O incidente ocorreu durante a passagem da passageira pelo controle de raio-x. Funcionários do terminal notaram um volume expressivo de notas dentro de uma mala e acionaram a PF. Inicialmente, a advogada informou que transportava R$ 400 mil, mas a contagem posterior revelou um valor superior a meio milhão de reais. A PF descartou o crime de evasão de divisas, pois o destino do voo era dentro do território nacional, e o aeroporto de Congonhas opera exclusivamente com voos domésticos. A identidade da advogada não foi divulgada.

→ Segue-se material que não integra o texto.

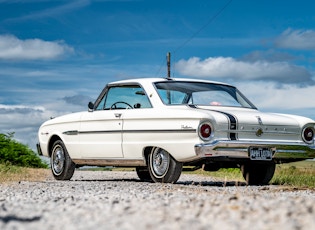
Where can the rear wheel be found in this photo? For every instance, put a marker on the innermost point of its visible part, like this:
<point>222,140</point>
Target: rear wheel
<point>62,166</point>
<point>258,173</point>
<point>163,167</point>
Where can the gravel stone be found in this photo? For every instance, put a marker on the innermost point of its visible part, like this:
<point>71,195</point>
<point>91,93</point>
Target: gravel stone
<point>118,200</point>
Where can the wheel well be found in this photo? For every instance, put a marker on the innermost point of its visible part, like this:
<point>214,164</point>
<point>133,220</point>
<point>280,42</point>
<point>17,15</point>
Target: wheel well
<point>52,140</point>
<point>146,153</point>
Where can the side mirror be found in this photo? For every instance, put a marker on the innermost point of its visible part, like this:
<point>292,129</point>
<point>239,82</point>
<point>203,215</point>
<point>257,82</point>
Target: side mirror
<point>91,106</point>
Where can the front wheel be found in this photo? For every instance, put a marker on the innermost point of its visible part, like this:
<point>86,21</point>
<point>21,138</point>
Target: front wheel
<point>163,168</point>
<point>62,166</point>
<point>258,173</point>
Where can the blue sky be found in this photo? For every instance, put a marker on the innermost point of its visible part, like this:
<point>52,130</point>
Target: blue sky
<point>56,56</point>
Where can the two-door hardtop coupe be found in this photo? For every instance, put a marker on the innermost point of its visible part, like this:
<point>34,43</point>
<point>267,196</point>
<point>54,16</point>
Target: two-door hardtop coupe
<point>159,125</point>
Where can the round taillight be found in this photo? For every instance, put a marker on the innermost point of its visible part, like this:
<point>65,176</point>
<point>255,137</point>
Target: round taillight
<point>205,131</point>
<point>308,134</point>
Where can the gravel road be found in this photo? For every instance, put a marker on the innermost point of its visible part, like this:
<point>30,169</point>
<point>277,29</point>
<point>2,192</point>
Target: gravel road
<point>118,200</point>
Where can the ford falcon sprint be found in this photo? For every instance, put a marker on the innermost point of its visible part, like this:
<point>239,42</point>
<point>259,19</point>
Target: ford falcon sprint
<point>159,125</point>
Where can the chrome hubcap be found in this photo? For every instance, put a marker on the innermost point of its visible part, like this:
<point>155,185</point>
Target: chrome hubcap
<point>160,162</point>
<point>58,160</point>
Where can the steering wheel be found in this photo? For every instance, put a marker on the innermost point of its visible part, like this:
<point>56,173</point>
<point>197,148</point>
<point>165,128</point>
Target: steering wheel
<point>114,106</point>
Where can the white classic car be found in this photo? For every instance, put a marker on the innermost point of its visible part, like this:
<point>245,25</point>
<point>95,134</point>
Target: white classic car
<point>159,125</point>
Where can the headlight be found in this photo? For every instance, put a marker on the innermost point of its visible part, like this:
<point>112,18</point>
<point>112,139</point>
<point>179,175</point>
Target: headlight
<point>308,135</point>
<point>205,130</point>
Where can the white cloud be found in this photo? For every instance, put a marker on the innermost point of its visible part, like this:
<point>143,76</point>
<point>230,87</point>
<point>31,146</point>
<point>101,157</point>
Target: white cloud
<point>12,48</point>
<point>296,39</point>
<point>268,96</point>
<point>230,68</point>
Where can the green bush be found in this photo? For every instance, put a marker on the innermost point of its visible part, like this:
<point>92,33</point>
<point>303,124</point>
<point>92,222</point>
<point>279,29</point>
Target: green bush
<point>15,153</point>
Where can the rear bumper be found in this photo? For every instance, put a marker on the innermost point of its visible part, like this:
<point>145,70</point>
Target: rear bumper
<point>240,149</point>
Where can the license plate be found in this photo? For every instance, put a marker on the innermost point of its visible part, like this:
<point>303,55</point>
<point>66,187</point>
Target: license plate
<point>260,153</point>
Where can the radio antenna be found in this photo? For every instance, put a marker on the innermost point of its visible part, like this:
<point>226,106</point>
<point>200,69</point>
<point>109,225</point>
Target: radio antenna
<point>168,60</point>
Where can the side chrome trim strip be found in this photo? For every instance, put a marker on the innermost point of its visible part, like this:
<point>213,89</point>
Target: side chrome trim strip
<point>76,132</point>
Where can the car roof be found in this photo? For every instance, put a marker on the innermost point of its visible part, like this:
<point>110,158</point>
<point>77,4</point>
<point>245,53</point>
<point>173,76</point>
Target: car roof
<point>153,80</point>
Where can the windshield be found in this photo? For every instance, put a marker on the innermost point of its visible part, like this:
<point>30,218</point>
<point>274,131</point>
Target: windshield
<point>201,93</point>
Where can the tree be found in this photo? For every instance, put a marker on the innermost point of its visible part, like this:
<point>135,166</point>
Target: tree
<point>15,153</point>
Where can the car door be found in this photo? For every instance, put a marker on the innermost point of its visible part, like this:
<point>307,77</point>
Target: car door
<point>101,134</point>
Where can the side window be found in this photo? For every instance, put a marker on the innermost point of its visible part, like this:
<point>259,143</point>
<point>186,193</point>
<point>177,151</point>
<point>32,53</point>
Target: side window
<point>172,97</point>
<point>124,97</point>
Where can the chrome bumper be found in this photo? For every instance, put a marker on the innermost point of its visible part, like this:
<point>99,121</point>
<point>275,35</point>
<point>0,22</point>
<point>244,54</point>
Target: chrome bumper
<point>240,149</point>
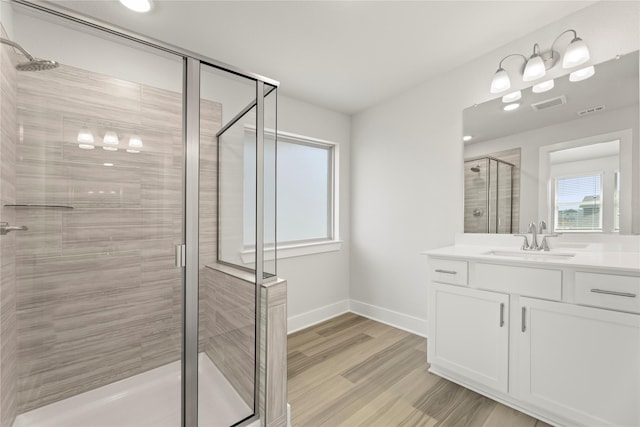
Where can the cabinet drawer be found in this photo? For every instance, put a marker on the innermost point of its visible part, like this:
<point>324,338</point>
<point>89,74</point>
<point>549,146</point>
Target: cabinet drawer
<point>531,282</point>
<point>448,271</point>
<point>608,291</point>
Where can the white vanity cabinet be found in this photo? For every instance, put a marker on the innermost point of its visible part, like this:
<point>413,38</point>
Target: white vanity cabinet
<point>557,342</point>
<point>581,362</point>
<point>471,333</point>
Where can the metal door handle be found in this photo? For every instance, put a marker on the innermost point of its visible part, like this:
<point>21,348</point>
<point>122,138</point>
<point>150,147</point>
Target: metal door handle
<point>5,228</point>
<point>619,294</point>
<point>446,271</point>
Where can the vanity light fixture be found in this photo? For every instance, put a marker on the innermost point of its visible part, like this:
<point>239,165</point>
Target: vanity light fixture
<point>582,74</point>
<point>140,6</point>
<point>511,97</point>
<point>543,87</point>
<point>536,66</point>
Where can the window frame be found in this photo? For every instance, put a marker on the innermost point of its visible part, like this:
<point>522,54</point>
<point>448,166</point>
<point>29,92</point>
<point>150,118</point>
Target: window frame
<point>294,248</point>
<point>603,205</point>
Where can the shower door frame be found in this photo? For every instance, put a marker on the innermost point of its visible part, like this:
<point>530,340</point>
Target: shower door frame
<point>191,142</point>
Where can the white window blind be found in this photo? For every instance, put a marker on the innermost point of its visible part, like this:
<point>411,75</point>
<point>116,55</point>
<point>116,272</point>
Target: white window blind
<point>578,203</point>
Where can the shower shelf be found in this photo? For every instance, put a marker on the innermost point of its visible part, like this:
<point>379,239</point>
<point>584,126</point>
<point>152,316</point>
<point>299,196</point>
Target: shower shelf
<point>40,206</point>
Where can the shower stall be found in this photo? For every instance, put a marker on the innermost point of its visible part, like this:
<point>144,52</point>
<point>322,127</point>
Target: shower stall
<point>131,294</point>
<point>488,195</point>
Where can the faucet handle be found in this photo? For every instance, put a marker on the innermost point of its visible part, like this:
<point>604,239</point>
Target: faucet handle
<point>542,227</point>
<point>544,246</point>
<point>525,242</point>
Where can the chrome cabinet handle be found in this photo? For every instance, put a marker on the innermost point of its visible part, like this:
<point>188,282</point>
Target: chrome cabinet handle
<point>619,294</point>
<point>5,228</point>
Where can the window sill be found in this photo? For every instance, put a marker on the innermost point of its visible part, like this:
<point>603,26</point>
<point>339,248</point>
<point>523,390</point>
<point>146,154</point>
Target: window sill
<point>292,250</point>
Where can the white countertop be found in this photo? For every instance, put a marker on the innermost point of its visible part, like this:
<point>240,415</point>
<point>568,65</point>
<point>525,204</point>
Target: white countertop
<point>622,254</point>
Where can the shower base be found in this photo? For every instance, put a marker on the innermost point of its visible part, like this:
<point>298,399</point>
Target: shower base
<point>149,399</point>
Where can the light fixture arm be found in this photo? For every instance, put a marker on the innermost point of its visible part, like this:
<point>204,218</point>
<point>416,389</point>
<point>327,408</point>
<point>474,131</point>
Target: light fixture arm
<point>575,35</point>
<point>510,55</point>
<point>17,47</point>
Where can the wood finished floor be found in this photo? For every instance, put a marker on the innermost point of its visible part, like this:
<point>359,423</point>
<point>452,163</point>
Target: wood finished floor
<point>353,371</point>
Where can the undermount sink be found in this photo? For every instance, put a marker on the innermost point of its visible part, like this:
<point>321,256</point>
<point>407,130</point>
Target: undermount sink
<point>531,254</point>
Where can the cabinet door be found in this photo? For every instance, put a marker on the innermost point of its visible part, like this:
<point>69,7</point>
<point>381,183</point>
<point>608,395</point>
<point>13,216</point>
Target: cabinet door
<point>469,334</point>
<point>580,362</point>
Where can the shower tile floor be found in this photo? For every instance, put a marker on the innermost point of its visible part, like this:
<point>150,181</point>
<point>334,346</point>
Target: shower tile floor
<point>150,399</point>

O transporte de grandes quantias em dinheiro vivo, mesmo não sendo crime por si só, geralmente leva à apreensão pelas autoridades para averiguação, conforme as regras do Conselho de Controle de Atividades Financeiras (Coaf). A liberação dos valores depende da apresentação de documentação que comprove a origem lícita dos recursos.
Defesa alega origem lícita e promete comprovação
O escritório de advocacia Bialski, que representa a dona do dinheiro, divulgou uma nota à imprensa esclarecendo que a advogada V.L. possui comprovantes da origem lícita dos valores, que foram recebidos de um cliente. Segundo a nota, os recursos são oriundos de “atividade jurídica típica de advocacia”, amparada por lei. O escritório informou que, nesta data, será requerida a devolução integral do montante apreendido.
A nota, datada de 26 de agosto de 2026, foi assinada por Daniel Leon Bialski, Bruno Garcia Borragine e André Mendonça Bialski. As informações foram reunidas a partir de dados divulgados pela Polícia Federal e pelo escritório de advocacia Bialski.